モダンアートや音楽鑑賞の折にしめてゆく染め名古屋帯です。ダチョウのような、色とりどりのふっくりとした鳥たちが列をなして描かれ、まるで軽快な音楽にのって行進しているよう。「鳥の楽隊」帯と名づけて、楽しんでいます ^^

 

紬を学ぶ

2010年04月12日 | きもの日和
 
 今月から、同じ市内にお住まいの染織作家・N先生のお宅にて、紬のきものについて学んでいます。紬縞織・絣織の人間国宝・宗廣力三氏に師事したN先生の紬織は、ふうわりと空気をまとうような、あたたかくやわらかな織物です。

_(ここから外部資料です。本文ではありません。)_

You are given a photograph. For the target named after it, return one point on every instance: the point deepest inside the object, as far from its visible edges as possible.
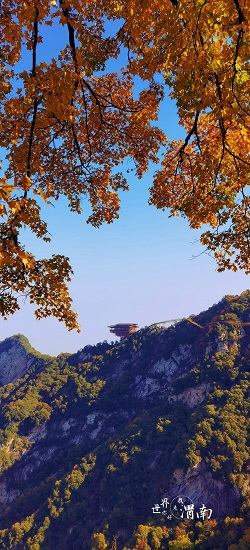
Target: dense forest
(138, 444)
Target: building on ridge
(123, 330)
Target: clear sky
(139, 269)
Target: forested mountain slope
(96, 446)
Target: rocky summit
(137, 444)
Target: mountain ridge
(87, 438)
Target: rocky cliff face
(16, 358)
(162, 413)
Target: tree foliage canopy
(67, 124)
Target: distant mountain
(140, 444)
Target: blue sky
(139, 269)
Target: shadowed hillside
(138, 444)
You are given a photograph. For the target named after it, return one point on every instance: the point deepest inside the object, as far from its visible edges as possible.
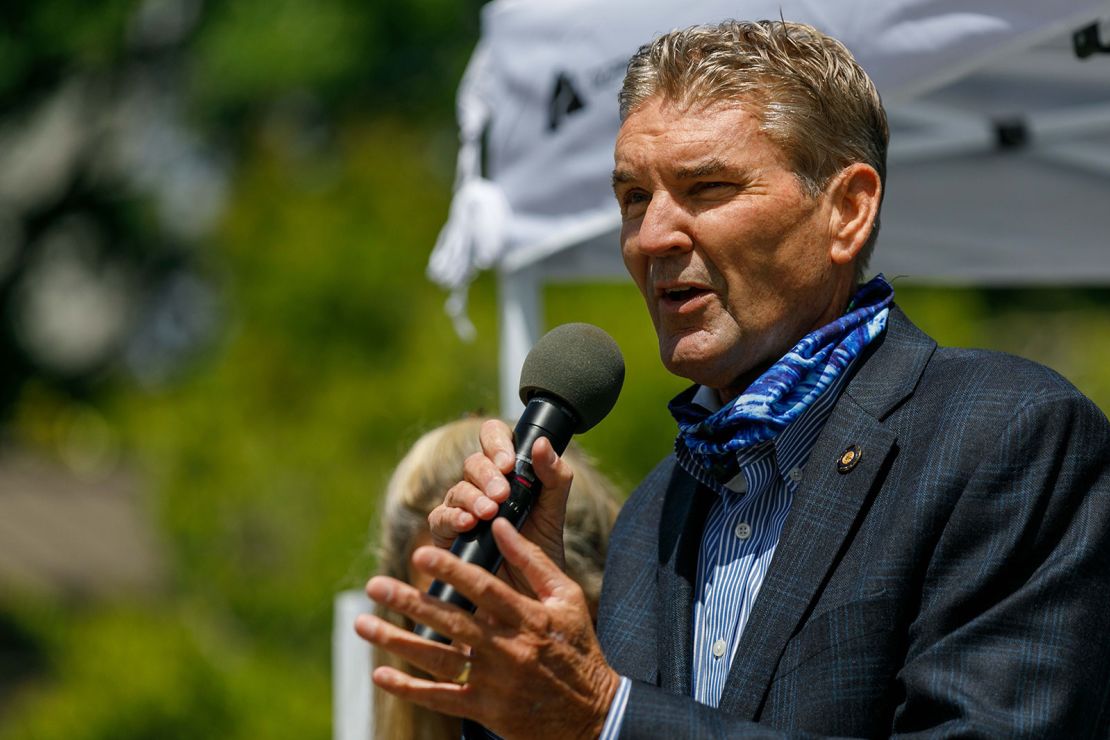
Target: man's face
(729, 252)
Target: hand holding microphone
(569, 382)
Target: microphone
(569, 381)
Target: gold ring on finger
(464, 675)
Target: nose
(665, 227)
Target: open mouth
(683, 294)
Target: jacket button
(849, 458)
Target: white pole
(518, 326)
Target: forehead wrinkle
(709, 166)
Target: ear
(854, 198)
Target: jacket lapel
(825, 509)
(684, 514)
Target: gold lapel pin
(849, 458)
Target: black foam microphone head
(581, 365)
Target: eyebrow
(707, 168)
(621, 176)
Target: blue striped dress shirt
(737, 546)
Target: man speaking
(859, 533)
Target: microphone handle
(477, 546)
(542, 417)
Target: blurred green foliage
(262, 463)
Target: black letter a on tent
(565, 100)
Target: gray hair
(813, 99)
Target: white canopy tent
(999, 165)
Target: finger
(552, 469)
(491, 595)
(446, 523)
(444, 698)
(432, 658)
(442, 617)
(496, 441)
(487, 478)
(540, 571)
(474, 500)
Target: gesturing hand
(532, 662)
(484, 488)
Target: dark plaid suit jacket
(955, 583)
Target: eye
(633, 201)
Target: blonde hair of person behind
(417, 485)
(813, 99)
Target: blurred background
(217, 338)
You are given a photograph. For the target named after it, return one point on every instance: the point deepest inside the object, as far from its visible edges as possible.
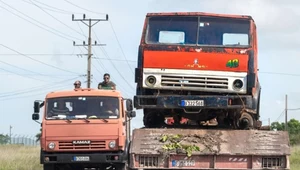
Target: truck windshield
(198, 31)
(82, 108)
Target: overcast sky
(44, 32)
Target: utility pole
(286, 126)
(10, 127)
(90, 25)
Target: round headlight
(112, 144)
(238, 84)
(51, 145)
(150, 81)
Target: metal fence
(27, 140)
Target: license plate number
(183, 163)
(192, 103)
(81, 158)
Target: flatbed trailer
(218, 149)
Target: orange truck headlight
(112, 144)
(51, 145)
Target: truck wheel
(49, 167)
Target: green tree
(4, 139)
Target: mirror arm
(37, 122)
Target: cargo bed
(216, 149)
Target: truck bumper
(177, 101)
(85, 158)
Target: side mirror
(131, 114)
(129, 106)
(36, 107)
(35, 116)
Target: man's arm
(99, 86)
(113, 85)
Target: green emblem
(232, 63)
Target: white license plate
(192, 103)
(183, 163)
(81, 158)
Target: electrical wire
(37, 88)
(38, 60)
(56, 18)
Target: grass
(16, 157)
(295, 158)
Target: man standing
(77, 84)
(107, 84)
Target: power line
(47, 91)
(37, 22)
(21, 75)
(38, 60)
(106, 54)
(20, 68)
(90, 25)
(83, 8)
(287, 74)
(120, 46)
(36, 88)
(58, 10)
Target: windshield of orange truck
(192, 30)
(83, 107)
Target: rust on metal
(215, 142)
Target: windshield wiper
(68, 120)
(104, 120)
(86, 119)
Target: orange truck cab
(199, 66)
(86, 128)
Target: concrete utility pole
(89, 43)
(286, 127)
(10, 127)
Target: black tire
(153, 118)
(48, 167)
(121, 167)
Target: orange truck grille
(68, 145)
(194, 82)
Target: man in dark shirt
(107, 84)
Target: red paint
(184, 60)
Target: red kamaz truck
(201, 67)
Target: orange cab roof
(198, 14)
(84, 92)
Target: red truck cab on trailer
(199, 66)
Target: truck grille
(67, 145)
(273, 162)
(148, 161)
(194, 82)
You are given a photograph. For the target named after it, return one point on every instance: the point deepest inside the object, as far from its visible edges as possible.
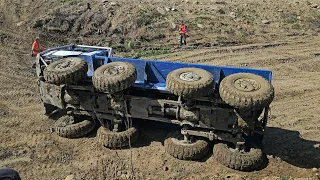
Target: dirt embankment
(292, 142)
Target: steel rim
(246, 85)
(114, 70)
(67, 64)
(190, 76)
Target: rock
(70, 177)
(113, 4)
(270, 178)
(173, 25)
(278, 159)
(217, 10)
(232, 14)
(20, 23)
(165, 168)
(285, 158)
(200, 26)
(265, 21)
(314, 6)
(270, 156)
(160, 10)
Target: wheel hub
(66, 64)
(247, 85)
(114, 70)
(190, 76)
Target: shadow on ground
(290, 147)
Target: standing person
(36, 49)
(183, 29)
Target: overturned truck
(225, 105)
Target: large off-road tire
(246, 91)
(66, 71)
(67, 127)
(112, 139)
(244, 161)
(190, 82)
(114, 77)
(185, 151)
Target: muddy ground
(292, 142)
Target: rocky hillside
(153, 24)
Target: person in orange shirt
(36, 49)
(183, 29)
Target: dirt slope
(292, 142)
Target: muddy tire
(247, 161)
(68, 128)
(114, 77)
(111, 139)
(190, 82)
(185, 151)
(66, 71)
(246, 91)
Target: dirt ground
(292, 141)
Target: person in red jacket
(183, 29)
(36, 49)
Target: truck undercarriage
(209, 103)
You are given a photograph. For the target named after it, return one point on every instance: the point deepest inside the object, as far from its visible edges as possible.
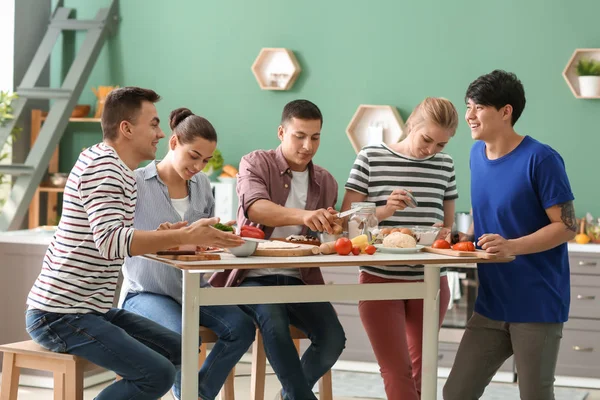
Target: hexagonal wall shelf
(375, 124)
(276, 69)
(570, 72)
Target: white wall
(7, 33)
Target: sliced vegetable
(441, 244)
(223, 227)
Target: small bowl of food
(593, 231)
(425, 235)
(325, 237)
(245, 250)
(58, 179)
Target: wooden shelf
(51, 204)
(570, 72)
(276, 69)
(78, 119)
(384, 116)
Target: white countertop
(38, 237)
(43, 236)
(584, 248)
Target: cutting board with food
(460, 253)
(285, 249)
(187, 256)
(299, 239)
(190, 253)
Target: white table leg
(431, 305)
(190, 318)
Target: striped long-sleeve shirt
(378, 170)
(81, 266)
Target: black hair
(187, 126)
(497, 89)
(123, 104)
(301, 109)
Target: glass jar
(363, 221)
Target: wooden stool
(67, 369)
(259, 368)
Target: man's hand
(320, 220)
(168, 225)
(397, 201)
(201, 233)
(496, 244)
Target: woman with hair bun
(175, 190)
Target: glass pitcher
(363, 221)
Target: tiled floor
(242, 389)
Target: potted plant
(214, 164)
(588, 71)
(6, 99)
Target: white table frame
(195, 297)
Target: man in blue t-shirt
(522, 206)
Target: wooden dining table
(195, 297)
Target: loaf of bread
(230, 171)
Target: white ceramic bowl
(245, 250)
(426, 235)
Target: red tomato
(251, 231)
(250, 228)
(343, 246)
(464, 246)
(370, 249)
(252, 234)
(440, 244)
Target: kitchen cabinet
(579, 354)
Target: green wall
(198, 54)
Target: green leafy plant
(588, 67)
(215, 163)
(6, 99)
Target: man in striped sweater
(70, 304)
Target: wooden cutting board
(299, 251)
(187, 257)
(458, 253)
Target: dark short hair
(301, 109)
(188, 126)
(123, 104)
(497, 89)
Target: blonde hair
(438, 110)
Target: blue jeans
(145, 354)
(317, 320)
(235, 329)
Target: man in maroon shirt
(284, 193)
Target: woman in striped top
(382, 174)
(175, 190)
(70, 304)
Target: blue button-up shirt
(153, 208)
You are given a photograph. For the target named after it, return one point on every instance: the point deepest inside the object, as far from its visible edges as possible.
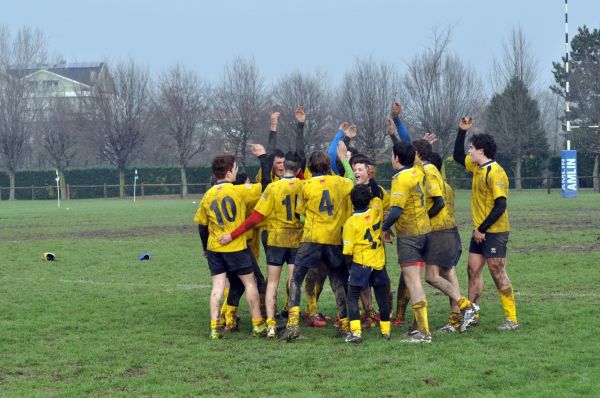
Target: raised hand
(299, 114)
(257, 150)
(350, 132)
(274, 120)
(391, 127)
(466, 122)
(342, 151)
(430, 137)
(396, 108)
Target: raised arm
(400, 127)
(332, 151)
(459, 144)
(300, 120)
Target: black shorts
(411, 249)
(443, 248)
(363, 276)
(239, 262)
(494, 245)
(311, 255)
(281, 255)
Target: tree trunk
(11, 177)
(518, 174)
(63, 185)
(183, 181)
(122, 184)
(595, 174)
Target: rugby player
(220, 211)
(365, 255)
(277, 204)
(408, 214)
(322, 201)
(489, 213)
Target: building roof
(83, 72)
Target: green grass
(100, 322)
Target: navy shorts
(281, 255)
(494, 245)
(443, 248)
(239, 262)
(311, 255)
(411, 249)
(363, 276)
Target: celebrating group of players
(326, 216)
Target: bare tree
(365, 95)
(57, 134)
(239, 105)
(181, 109)
(19, 103)
(313, 93)
(118, 111)
(515, 117)
(439, 88)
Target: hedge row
(199, 177)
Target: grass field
(100, 322)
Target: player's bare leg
(497, 267)
(253, 299)
(273, 275)
(218, 287)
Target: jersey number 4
(326, 205)
(229, 213)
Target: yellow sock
(385, 327)
(507, 297)
(420, 313)
(230, 312)
(345, 325)
(463, 303)
(402, 303)
(293, 317)
(355, 326)
(454, 319)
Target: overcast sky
(284, 35)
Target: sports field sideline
(100, 322)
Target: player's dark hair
(361, 196)
(292, 162)
(437, 160)
(405, 152)
(319, 163)
(221, 164)
(423, 148)
(485, 142)
(240, 178)
(360, 158)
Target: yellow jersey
(362, 239)
(489, 183)
(278, 205)
(408, 193)
(324, 200)
(434, 185)
(223, 209)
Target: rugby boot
(508, 325)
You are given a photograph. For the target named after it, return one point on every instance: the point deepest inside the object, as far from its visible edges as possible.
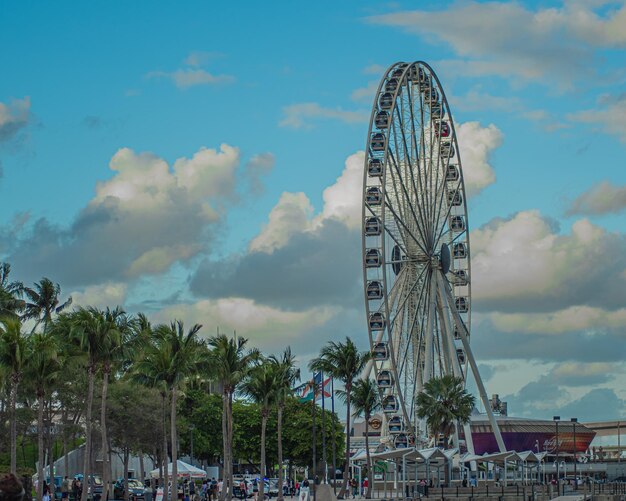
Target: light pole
(574, 421)
(191, 427)
(558, 476)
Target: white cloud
(109, 294)
(143, 219)
(188, 77)
(524, 264)
(610, 117)
(603, 198)
(291, 215)
(574, 318)
(476, 144)
(14, 116)
(558, 43)
(267, 328)
(301, 115)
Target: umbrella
(184, 470)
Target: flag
(304, 392)
(320, 388)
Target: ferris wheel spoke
(389, 206)
(418, 191)
(408, 200)
(420, 220)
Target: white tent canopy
(184, 470)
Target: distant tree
(343, 362)
(287, 375)
(443, 402)
(14, 354)
(261, 386)
(42, 301)
(229, 363)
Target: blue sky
(261, 235)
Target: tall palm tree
(260, 386)
(366, 401)
(287, 375)
(11, 302)
(229, 364)
(42, 370)
(343, 362)
(444, 402)
(92, 333)
(114, 328)
(42, 301)
(150, 369)
(14, 353)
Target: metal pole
(314, 439)
(323, 433)
(191, 441)
(558, 476)
(575, 420)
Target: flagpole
(324, 433)
(332, 403)
(314, 440)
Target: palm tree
(14, 353)
(42, 370)
(444, 402)
(91, 331)
(42, 301)
(184, 350)
(366, 401)
(114, 328)
(343, 362)
(229, 363)
(287, 375)
(261, 387)
(10, 293)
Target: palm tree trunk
(40, 458)
(344, 486)
(51, 450)
(87, 458)
(165, 455)
(279, 429)
(264, 413)
(103, 427)
(368, 459)
(14, 383)
(174, 446)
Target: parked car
(136, 489)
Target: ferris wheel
(416, 248)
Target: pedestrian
(304, 490)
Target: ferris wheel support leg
(470, 356)
(456, 366)
(428, 365)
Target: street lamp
(574, 421)
(558, 475)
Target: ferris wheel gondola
(416, 247)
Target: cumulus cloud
(524, 264)
(487, 35)
(609, 117)
(108, 294)
(476, 144)
(303, 115)
(146, 217)
(257, 168)
(603, 198)
(189, 77)
(14, 117)
(267, 328)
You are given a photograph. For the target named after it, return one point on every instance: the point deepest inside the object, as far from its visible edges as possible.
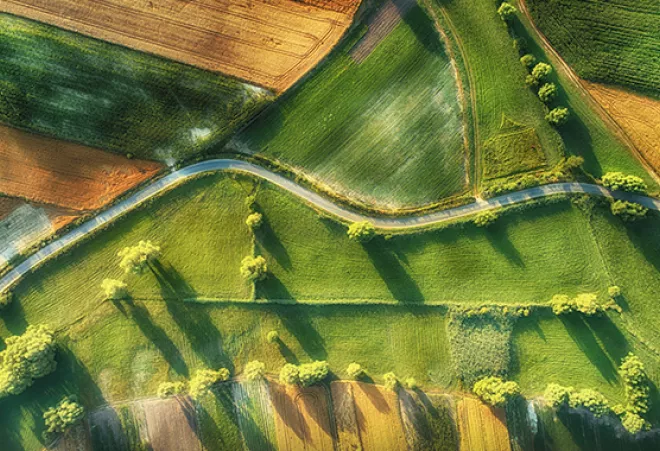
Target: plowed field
(268, 42)
(64, 174)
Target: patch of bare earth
(380, 25)
(271, 43)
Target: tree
(27, 357)
(254, 269)
(67, 413)
(114, 289)
(628, 211)
(355, 371)
(362, 231)
(557, 116)
(201, 384)
(506, 11)
(135, 258)
(255, 370)
(548, 92)
(254, 220)
(618, 181)
(496, 392)
(168, 389)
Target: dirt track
(267, 42)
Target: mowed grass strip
(387, 131)
(80, 89)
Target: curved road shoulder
(316, 200)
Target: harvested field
(638, 116)
(481, 428)
(64, 174)
(302, 418)
(171, 424)
(270, 43)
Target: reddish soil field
(63, 174)
(272, 43)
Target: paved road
(307, 195)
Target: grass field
(387, 131)
(76, 88)
(615, 42)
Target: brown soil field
(376, 414)
(63, 174)
(272, 43)
(171, 424)
(481, 428)
(638, 116)
(302, 418)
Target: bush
(254, 220)
(135, 258)
(26, 357)
(548, 92)
(528, 61)
(201, 384)
(362, 231)
(254, 370)
(114, 289)
(390, 381)
(618, 181)
(168, 389)
(557, 116)
(67, 413)
(289, 374)
(355, 371)
(628, 211)
(485, 219)
(496, 392)
(254, 269)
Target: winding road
(318, 201)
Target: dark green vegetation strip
(610, 41)
(77, 88)
(387, 131)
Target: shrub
(619, 181)
(26, 357)
(529, 61)
(506, 11)
(254, 220)
(628, 211)
(485, 219)
(312, 373)
(168, 389)
(135, 258)
(496, 392)
(255, 370)
(289, 374)
(254, 269)
(114, 289)
(557, 116)
(355, 371)
(390, 381)
(201, 384)
(362, 231)
(548, 92)
(67, 413)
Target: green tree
(26, 357)
(254, 269)
(362, 231)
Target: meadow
(614, 42)
(80, 89)
(387, 131)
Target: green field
(77, 88)
(613, 41)
(387, 131)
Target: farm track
(316, 200)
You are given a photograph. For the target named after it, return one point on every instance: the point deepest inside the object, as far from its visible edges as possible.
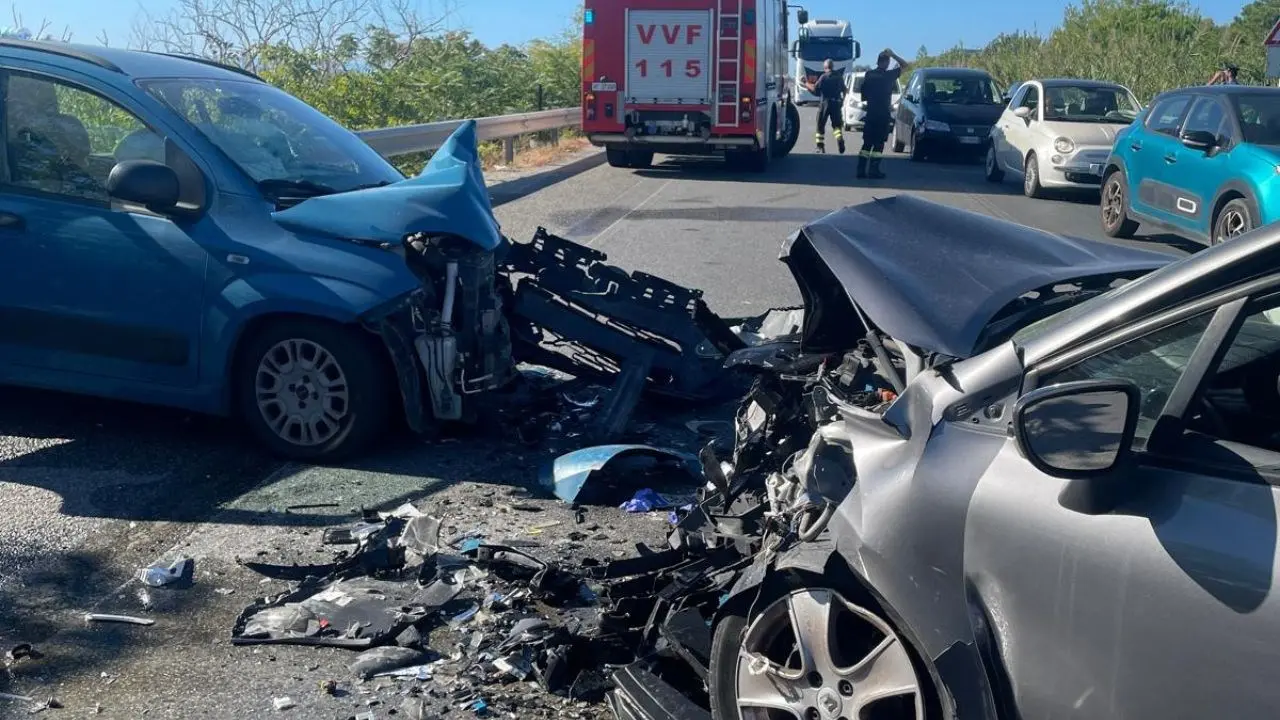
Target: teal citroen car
(1202, 163)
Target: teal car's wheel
(312, 391)
(1114, 208)
(1234, 219)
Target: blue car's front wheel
(311, 390)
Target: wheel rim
(1233, 223)
(1112, 204)
(301, 392)
(791, 664)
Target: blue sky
(904, 26)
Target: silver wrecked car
(1057, 133)
(1009, 474)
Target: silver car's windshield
(1089, 104)
(278, 140)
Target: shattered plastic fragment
(126, 619)
(158, 575)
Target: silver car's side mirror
(1078, 429)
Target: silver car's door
(1160, 605)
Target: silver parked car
(1057, 133)
(1040, 479)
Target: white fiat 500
(854, 112)
(1057, 133)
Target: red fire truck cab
(688, 77)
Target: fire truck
(689, 77)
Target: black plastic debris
(385, 659)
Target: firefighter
(878, 89)
(830, 87)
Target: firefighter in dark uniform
(830, 87)
(878, 89)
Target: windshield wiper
(293, 187)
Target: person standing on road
(1226, 76)
(878, 87)
(830, 87)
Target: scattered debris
(126, 619)
(156, 575)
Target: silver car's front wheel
(814, 655)
(302, 392)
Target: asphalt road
(92, 490)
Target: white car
(1057, 133)
(853, 112)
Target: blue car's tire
(314, 391)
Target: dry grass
(530, 154)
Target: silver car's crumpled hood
(932, 276)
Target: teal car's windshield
(1089, 104)
(1260, 117)
(275, 139)
(967, 90)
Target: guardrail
(429, 136)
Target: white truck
(818, 41)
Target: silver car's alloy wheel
(813, 655)
(302, 392)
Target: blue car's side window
(64, 140)
(1168, 114)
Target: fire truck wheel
(617, 158)
(641, 158)
(789, 133)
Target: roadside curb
(513, 188)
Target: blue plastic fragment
(570, 472)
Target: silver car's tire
(311, 390)
(813, 654)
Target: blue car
(1200, 162)
(177, 232)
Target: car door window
(1206, 115)
(64, 140)
(1031, 99)
(1153, 361)
(1168, 114)
(1242, 393)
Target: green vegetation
(1147, 45)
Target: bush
(1147, 45)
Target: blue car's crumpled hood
(448, 197)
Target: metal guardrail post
(429, 136)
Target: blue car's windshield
(275, 139)
(1260, 117)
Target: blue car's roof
(132, 63)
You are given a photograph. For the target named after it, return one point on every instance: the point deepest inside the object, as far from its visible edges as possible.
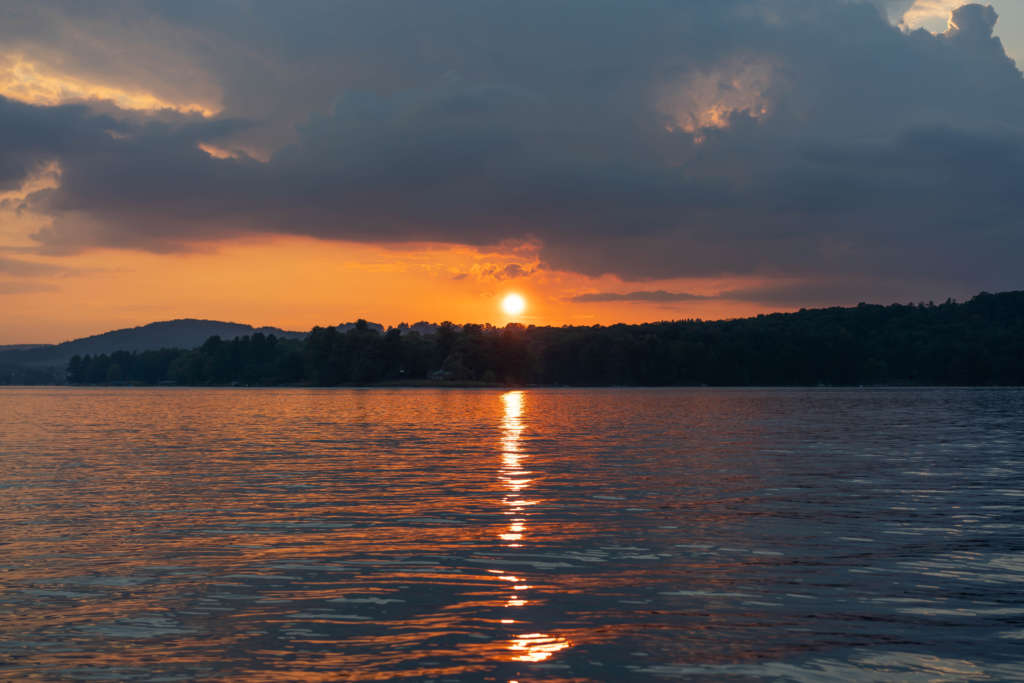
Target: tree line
(978, 342)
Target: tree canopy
(979, 342)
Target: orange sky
(296, 283)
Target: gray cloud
(20, 287)
(656, 296)
(834, 145)
(20, 268)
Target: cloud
(15, 287)
(810, 138)
(656, 296)
(22, 268)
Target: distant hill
(979, 342)
(29, 363)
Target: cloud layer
(809, 138)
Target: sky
(310, 163)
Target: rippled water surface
(476, 535)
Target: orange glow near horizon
(297, 283)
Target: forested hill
(980, 342)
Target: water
(540, 535)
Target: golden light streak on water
(528, 647)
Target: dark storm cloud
(649, 139)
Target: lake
(570, 535)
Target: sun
(513, 304)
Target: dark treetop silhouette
(980, 342)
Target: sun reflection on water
(527, 647)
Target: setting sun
(513, 304)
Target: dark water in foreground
(477, 535)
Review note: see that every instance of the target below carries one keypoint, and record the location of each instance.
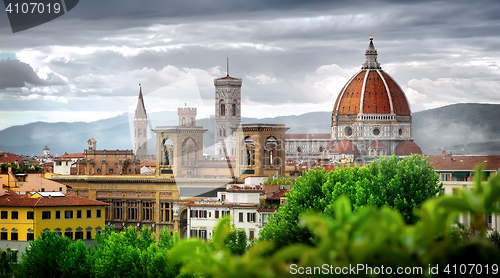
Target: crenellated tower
(140, 128)
(227, 114)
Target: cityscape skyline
(293, 57)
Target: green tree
(277, 180)
(236, 241)
(133, 253)
(402, 185)
(44, 256)
(76, 261)
(8, 260)
(369, 237)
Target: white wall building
(239, 202)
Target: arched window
(222, 109)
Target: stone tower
(227, 114)
(187, 116)
(140, 129)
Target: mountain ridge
(471, 127)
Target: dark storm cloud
(285, 51)
(15, 74)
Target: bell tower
(140, 128)
(227, 114)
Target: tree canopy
(402, 185)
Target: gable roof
(16, 200)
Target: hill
(466, 128)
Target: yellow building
(23, 217)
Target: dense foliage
(236, 241)
(130, 253)
(277, 180)
(16, 169)
(402, 185)
(8, 260)
(369, 237)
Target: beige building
(107, 162)
(456, 172)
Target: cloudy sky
(293, 56)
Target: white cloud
(263, 79)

 きものをとおして、ひろく日本の文化に深いおもいをお持ちのN先生のお話をうかがうだけでも至福の時間なのですが、その紬織に触れ、袖を通させていただくことができるなんて、夢のようです。


 徹底して糸にこだわり、自ら草木染めをし、色数を抑えて風合いよく織られた着尺は、それだけで完成することのないよう綿密に計算されているため、コーディネートもしやすい。あらゆる意味で、使い手に負担のない織物を目指されているようにおもえます。

 花にたとえれば、薔薇や大輪の花のもつ華やかさでなく、野に咲く花の美しさといえましょうか。
 わたしは、いわゆる「真・行・草」の草であるものを真のレベルにまで高めたところに、日本の文化の真骨頂があるとおもうのですが、このことは、かつてくらしに「ハレとケ」の明確な区別があったころ、あくまでケの衣服にすぎなかった紬に美を見出し(これには、民藝運動を推進した柳宗悦氏の功労があるとおもいますが)、長い歴史の中でたくさんの美しい織物が日本各地でつくられてきたことにも通じましょう。そして、N先生の紬織を美しい、あるいは癒される、とおもうわたしたちの体の中にも、そんな日本文化の底流があることを実感するのです。


 本来の紬らしい紬に、出合いたい。そんなおもいで参加したお教室から、期待以上のたくさんのことを学べそうです。今後も、N先生のお話から何か気づきがあるとき、こちらにご紹介したいとおもいます。